Westhorpe Hall was a manor house in Westhorpe, Suffolk, England.

Westhorpe Hall was the residence of Charles Brandon, 1st Duke of Suffolk and of Princess Mary (daughter of King Henry VII and sister of King Henry VIII), a love match and second marriage for Mary (she was briefly Queen consort of France as wife of Louis XII) and third marriage for Charles. He was previously married to the wealthy widow Margaret Neville, and then Anne Browne, mother to Charles's two eldest daughters, Anne Brandon and Mary Brandon. There, they raised their children, Frances (mother of Lady Jane Grey), Eleanor, and Henry Brandon, 1st Earl of Lincoln. Princess Mary Tudor died at Westhorpe Hall where her body was embalmed and held in state for three weeks.

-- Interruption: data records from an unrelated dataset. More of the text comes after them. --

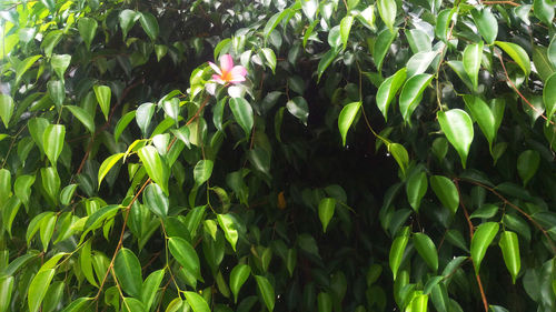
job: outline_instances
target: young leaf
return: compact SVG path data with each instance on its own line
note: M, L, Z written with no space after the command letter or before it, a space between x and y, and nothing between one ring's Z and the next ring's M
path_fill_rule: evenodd
M251 268L247 264L238 264L236 265L230 273L230 290L234 293L234 302L238 301L238 293L244 283L249 278L251 273Z
M200 294L192 291L186 291L183 292L183 295L186 296L187 303L189 303L193 312L210 312L210 308L207 301L205 301L205 299Z
M193 274L198 280L201 279L199 256L190 243L175 236L168 239L168 249L183 269Z
M64 108L67 108L79 121L81 121L91 134L95 133L95 120L90 113L80 107L66 105Z
M354 120L359 112L359 108L361 107L361 102L353 102L347 105L345 105L340 114L338 117L338 129L341 134L341 143L346 145L346 137L349 128L351 127L351 123L354 123Z
M407 234L401 234L397 236L391 243L389 263L391 273L394 274L394 280L398 273L399 265L401 264L401 259L404 256L404 251L406 250L407 241L409 236Z
M443 205L455 214L459 205L459 194L454 182L443 175L433 175L430 177L430 187Z
M524 48L517 46L516 43L505 41L495 41L495 43L522 68L525 77L530 74L530 60Z
M242 98L231 98L229 103L236 121L244 129L246 135L249 137L255 122L251 105Z
M255 280L257 281L257 286L262 295L262 301L267 306L268 311L272 312L275 309L275 289L270 284L267 278L255 275Z
M142 288L141 263L136 254L122 248L113 262L116 276L126 293L140 298Z
M480 36L488 44L493 44L498 36L498 21L490 12L490 9L473 10L471 14Z
M498 233L498 228L499 225L496 222L486 222L477 227L477 230L473 234L471 259L477 273L479 272L480 262L485 256L488 245L493 242L494 238Z
M522 268L517 234L510 231L502 232L499 245L506 268L508 268L509 274L512 274L512 282L515 284L517 274Z
M517 173L523 180L523 184L527 185L529 180L535 175L540 163L540 154L535 150L527 150L517 158Z
M145 204L158 217L167 217L169 199L157 183L147 185L143 192Z
M66 127L63 124L49 124L42 134L44 153L52 165L56 165L58 157L62 152Z
M353 16L347 16L341 19L340 21L340 36L341 36L341 42L344 43L344 50L347 47L347 42L349 39L349 32L351 31L351 26L354 24L354 17Z
M0 94L0 119L2 119L6 129L8 129L8 123L10 122L13 111L14 107L11 97L8 94Z
M407 69L403 68L398 70L395 74L388 77L380 83L380 87L377 91L377 107L384 115L384 119L388 121L388 108L390 107L390 102L396 97L399 88L404 85L407 77Z
M419 212L419 207L425 193L427 192L428 182L427 174L425 172L417 172L409 177L406 182L406 193L407 201L409 205L415 210L415 212Z
M79 30L79 34L87 44L87 50L91 49L92 39L95 39L95 34L97 33L98 22L95 19L90 18L80 18L77 22L77 29Z
M95 85L95 95L97 97L97 102L99 103L100 110L105 114L105 119L108 120L108 112L110 111L110 98L112 91L108 85Z
M378 13L383 19L384 23L390 29L390 32L395 32L394 22L396 21L397 7L395 0L378 0Z
M326 228L332 219L334 210L336 208L336 200L332 198L325 198L320 200L318 204L318 218L322 224L322 232L326 233Z
M160 185L162 191L168 194L170 170L165 160L158 154L157 149L152 145L147 145L137 151L137 154L143 163L145 170L147 170L150 179Z
M464 50L464 69L473 83L473 90L477 90L480 62L483 60L483 41L468 44Z
M425 91L431 80L433 74L420 73L409 78L404 84L399 94L399 111L405 122L409 122L413 112L423 98L423 91Z
M414 233L414 245L428 268L436 272L438 270L438 252L433 240L427 234Z
M458 152L461 165L466 168L474 135L471 118L460 109L439 111L437 118L444 134Z

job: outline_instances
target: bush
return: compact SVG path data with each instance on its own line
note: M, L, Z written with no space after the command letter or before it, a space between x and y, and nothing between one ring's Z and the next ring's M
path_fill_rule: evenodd
M0 312L555 311L552 0L0 7Z

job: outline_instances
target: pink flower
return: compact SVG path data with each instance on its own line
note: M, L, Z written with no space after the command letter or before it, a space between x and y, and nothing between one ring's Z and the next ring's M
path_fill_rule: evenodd
M212 80L220 84L240 83L245 81L247 69L242 66L234 66L234 60L230 54L220 57L220 67L209 62L209 66L218 73L212 74Z

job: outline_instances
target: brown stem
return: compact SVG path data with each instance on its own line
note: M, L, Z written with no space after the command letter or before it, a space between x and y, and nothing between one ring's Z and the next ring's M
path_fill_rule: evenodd
M508 74L508 72L506 71L506 66L504 66L504 60L502 59L502 54L500 54L500 53L497 53L497 57L498 57L498 59L500 60L502 68L504 69L504 73L506 74L506 80L507 80L507 81L509 82L509 84L512 85L512 89L514 89L514 91L516 91L516 93L519 95L519 98L522 98L522 100L523 100L524 102L526 102L526 103L527 103L527 105L529 105L529 108L530 108L532 110L534 110L534 111L536 111L537 113L539 113L539 114L540 114L540 117L542 117L544 120L546 120L546 121L548 121L549 123L554 124L554 121L548 120L548 118L546 118L546 115L545 115L542 111L539 111L537 108L535 108L535 107L534 107L534 105L533 105L533 104L532 104L532 103L530 103L530 102L529 102L529 101L528 101L528 100L524 97L524 94L522 94L522 92L519 92L519 90L517 89L517 87L514 84L514 81L512 81L512 79L509 79L509 74Z

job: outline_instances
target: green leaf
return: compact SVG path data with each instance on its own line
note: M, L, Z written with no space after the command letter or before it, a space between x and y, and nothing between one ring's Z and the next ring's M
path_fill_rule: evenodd
M157 18L149 12L141 12L139 14L139 22L150 40L155 41L159 32Z
M395 74L388 77L380 83L380 87L377 91L377 107L384 115L384 119L388 121L388 108L390 107L390 102L396 97L399 88L404 85L407 77L407 69L403 68L398 70Z
M10 122L11 115L13 114L14 105L13 100L8 94L0 94L0 118L8 129L8 123Z
M42 145L50 163L56 165L58 157L62 152L66 127L63 124L49 124L42 134Z
M121 133L126 130L131 120L136 118L136 111L130 111L118 120L118 123L116 123L116 128L113 129L113 140L116 142L118 142L118 139L120 139Z
M199 256L190 243L175 236L168 239L168 249L185 270L190 272L197 280L201 279Z
M48 95L54 104L60 108L66 99L66 87L60 80L50 80L47 82Z
M205 301L200 294L192 291L186 291L183 295L186 296L187 303L193 309L193 312L210 312L207 301Z
M30 312L38 312L40 309L40 304L47 294L48 288L52 278L56 274L54 269L39 270L37 275L32 279L29 284L29 291L27 295L27 300L29 303Z
M231 98L229 103L236 121L244 129L246 135L249 137L255 122L251 105L242 98Z
M349 39L349 32L351 31L351 26L354 24L354 17L347 16L340 21L340 36L341 42L344 43L344 49L347 47L347 42Z
M385 0L385 1L394 1L394 0ZM378 72L383 70L383 62L386 53L390 49L391 42L398 36L398 29L394 30L385 29L378 33L377 40L375 41L373 48L373 59L375 60L375 66L377 67Z
M554 113L556 113L556 72L548 77L545 82L545 88L543 88L543 101L545 102L546 118L550 121Z
M425 91L431 80L433 74L419 73L409 78L404 84L399 94L399 111L405 122L409 122L413 112L423 98L423 91Z
M160 283L165 278L165 269L157 270L147 276L145 283L141 288L141 302L145 304L145 310L150 311L152 303L155 302L155 298L157 295L158 289L160 288Z
M105 114L105 119L108 120L108 112L110 111L110 98L112 91L108 85L93 85L95 95L99 102L100 110Z
M332 299L327 292L321 292L317 296L318 312L332 312Z
M523 180L524 187L535 177L540 163L540 154L535 150L527 150L517 158L517 173Z
M118 162L120 161L120 159L122 157L125 157L126 153L117 153L117 154L113 154L109 158L107 158L102 164L100 165L99 168L99 174L98 174L98 180L99 180L99 188L100 188L100 183L102 183L102 180L105 179L105 177L108 174L108 172L110 171L110 169L112 169L112 167Z
M506 268L508 268L509 274L512 274L512 282L515 284L517 274L522 268L517 234L510 231L502 232L499 245Z
M473 10L473 19L486 43L493 44L498 36L498 21L490 9Z
M8 311L13 291L13 276L0 278L0 312Z
M113 262L116 278L121 289L135 298L140 298L142 288L141 263L136 254L126 248L122 248Z
M473 234L471 259L477 273L479 272L480 262L485 256L488 245L493 242L496 233L498 233L498 228L499 225L496 222L486 222L477 227L477 230Z
M437 118L440 129L458 152L465 169L474 135L471 118L460 109L439 111Z
M401 169L401 172L406 174L406 169L409 164L409 154L407 153L406 148L398 143L390 143L388 144L388 152L394 157Z
M145 204L158 217L167 217L170 205L168 197L157 183L150 183L145 188Z
M496 138L496 120L490 108L480 98L474 95L464 95L465 107L471 113L473 119L477 121L480 130L485 134L488 147L493 149L493 142Z
M95 134L95 120L93 117L85 109L75 105L66 105L67 108L86 128Z
M407 201L409 205L415 210L415 212L419 212L419 207L425 193L427 192L428 182L427 174L425 172L417 172L409 177L406 182L406 193Z
M170 170L162 158L152 145L147 145L137 151L139 159L147 170L150 179L157 183L162 191L168 194L168 179L170 178Z
M338 117L338 129L340 131L341 143L344 147L346 145L347 132L351 127L351 123L354 123L354 120L359 112L361 102L353 102L345 105L340 111L340 114Z
M234 251L238 242L238 228L237 220L231 214L217 214L218 224L224 231L226 240L230 243Z
M396 21L397 7L395 0L378 0L378 13L383 19L384 23L390 29L391 32L396 32L394 30L394 22Z
M455 214L459 207L459 194L454 182L443 175L433 175L430 177L430 187L443 205Z
M309 104L302 97L295 97L286 103L286 108L289 113L295 118L299 119L302 124L307 125L307 119L309 118Z
M53 54L50 59L50 66L54 70L58 78L63 81L63 74L71 62L71 56L69 54Z
M52 56L52 50L58 46L58 42L62 39L63 32L61 30L52 30L42 40L40 48L44 50L44 56L50 58Z
M193 180L197 187L201 185L202 183L207 182L208 179L210 179L214 165L215 163L208 159L201 159L197 162L193 168Z
M477 90L480 61L483 60L483 41L468 44L464 50L464 69L473 83L473 90Z
M249 278L251 273L251 268L247 264L238 264L236 265L230 273L230 290L234 293L234 302L238 302L238 293L244 283Z
M19 84L23 73L26 73L41 57L42 56L28 57L16 66L16 84Z
M495 43L522 68L525 77L530 74L530 60L524 48L517 46L516 43L505 41L495 41Z
M414 245L428 268L436 272L438 270L438 252L433 240L427 234L414 233Z
M95 19L90 18L80 18L77 22L77 29L79 30L79 34L87 44L87 50L91 49L92 39L95 39L95 34L97 33L98 22Z
M401 264L401 259L404 256L404 251L406 250L408 240L409 236L407 234L401 234L397 236L391 243L389 263L391 273L394 274L394 280L396 280L396 275L398 273L399 265Z
M267 278L255 275L255 280L257 281L257 286L262 296L262 301L267 306L268 311L272 312L275 309L275 289L270 284Z
M326 233L328 223L332 219L334 210L336 209L336 200L332 198L324 198L318 204L318 218L322 224L322 232Z
M336 59L336 56L338 56L337 49L330 49L330 50L328 50L328 52L322 54L322 57L320 58L320 61L318 61L318 67L317 67L317 72L318 72L317 83L320 81L320 77L322 77L322 73L325 73L325 70Z
M550 0L534 0L533 12L535 17L547 26L553 26L554 2Z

When the house was being demolished in the late 1760s, the site was visited by the antiquarian Thomas Martin of Palgrave:
"I went to see the dismal ruins of Westhorpe Hall, formerly the seat of Charles Brandon, Duke of Suffolk. The workmen are now pulling it down as fast as may be, in a very careless and injudicious manner. The coping bricks, battlements and many other ornamental pieces, are made of earth, and burnt hard, as fresh as when first built. They might, with care, have been taken down whole, but all the fine chimnies, and ornaments were pulled down with ropes, and crushed to pieces in a most shameful manner. There was a monstrous figure of Hercules sitting cross legged with his club, and a lion beside him, but all shattered in pieces. The painted glass is likely to share the same fate. The timber is fresh and sound, and the building, which was very lofty, stood as when it was first built. It is a pity that care is not taken to preserve some few of our ancient fabrics."

Part of the household office stands, now a retirement home facing the village green. It has late 16th- and early 17th-century timber-framed and plastered range; a red brick main block is early 18th century, remodelled in the late 18th century, following the demolition of the manor house. All surviving structures have been altered in the 20th century.